EQ is also reflected in greater satisfaction with the outcome of the negotiations, regardless of the objective outcome. For example, a study by Wharton and MIT professors showed that people with high EQ are more likely to generate positive moods among their negotiating partners and to be more satisfied with negotiation outcomes regardless of the solutions deployed.

As if that wasn’t enough, people with high EQ tend to be more confident because they can better understand how others see them. EQ is also associated with a higher level of self-control and sympathy, especially when dealing with others in emotionally stressful situations.

Another characteristic that shows a strong association with negotiation potential is the cognitive ability (IQ). A comprehensive meta-analytical review of nearly 5,000 studies found that IQ, as well as other cognitive skills such as memory and attention, are associated with constructs of cognitive complexity. While, of course, one would expect IQ to improve bargaining performance, the study also found that “people with higher IQ tended to be more cooperative and cooperative in bargaining, treating their negotiating partners as partners, and relying on win-win strategies that satisfied both sides. The same meta-analysis showed that introspection, defined as the study of one’s own behaviour and one’s impressions of others, is an important component of good negotiating skills and a key factor in bargaining performance.

Self-centred, narcissistic individuals who believe they can simply be themselves and ignore the views of others are often celebrated in the Western world for being self-centred, and that makes sense. But the fact is that these people will miss a key component of good negotiation: the ability to connect with others. We all have mental models that interpret the behaviour of other peoples, and our awareness of these models is the key to influencing people’s thinking.

This characteristic is particularly problematic when it comes to negotiations, and it will hinder you during a negotiation. Neuroticism reduces one’s own satisfaction with the outcome of the negotiations, even if the result is actually positive. It has been associated with complaints and the fact that it brings with it a lack of self-control and a tendency to overreact, which can cause problems for both you and your partner.

On the other hand, Machiavellianism, a dark personality trait associated with manipulation and exploitation of others and behaving in risky and anti-social ways, predicts confidently negotiating tactics and motivates individuals to engage in negotiations. It should also be noted that not all Machiavelli have sophisticated social skills, and many are excessively impulsive. This is because they can do worse if they are overly competitive and aggressive, or if they push things too far.

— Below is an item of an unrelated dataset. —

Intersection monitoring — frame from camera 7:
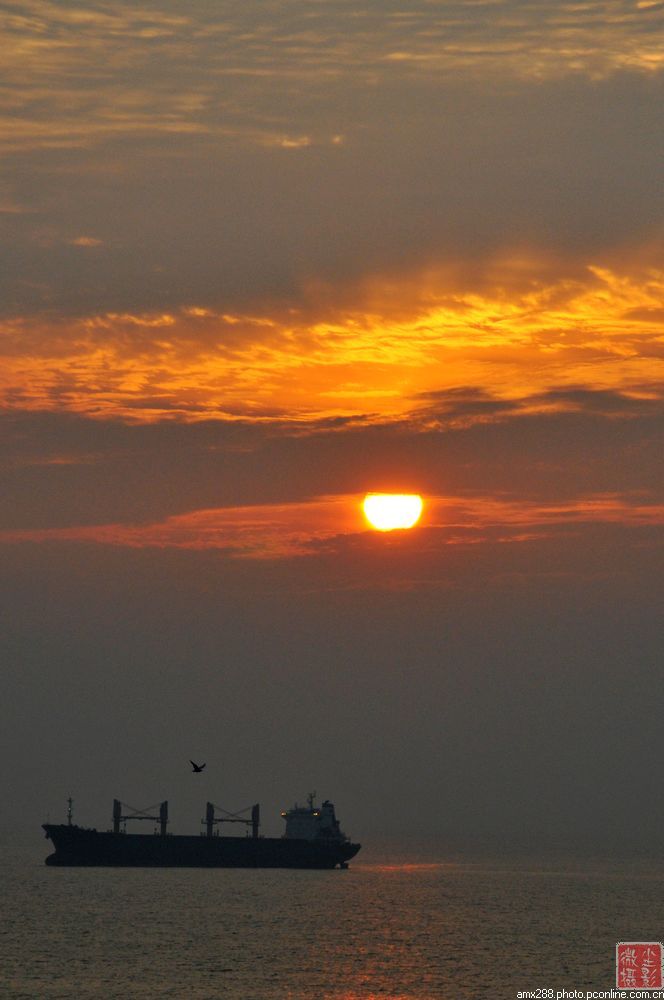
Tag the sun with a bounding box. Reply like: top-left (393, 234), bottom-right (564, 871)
top-left (362, 493), bottom-right (423, 531)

Although personality certainly influences how we typically behave in negotiations, we are free to choose how we act, so this is not a deterministic model.

As the great Jean-Jacques Rousseau said: “There was a time when I was so different that I could be mistaken for someone very different from me.”

In order to keep our personalities under control, we must be aware of them, because it is vital to understand what our inclinations and predispositions are if we want to change them, or at least inhibit them, in negotiations. Although most of our talents are in the right places in our personality, the awareness of our personality allows us to use our natural style in situations that suit us well, be during any form of negotiation consulting or other areas of life.

DW Staff

David Lintott is the Editor-in-Chief, leading our team of talented freelance journalists. He specializes in covering culture, sport, and society. Originally from the decaying seaside town of Eastbourne, he attributes his insightful world-weariness to his roots in this unique setting.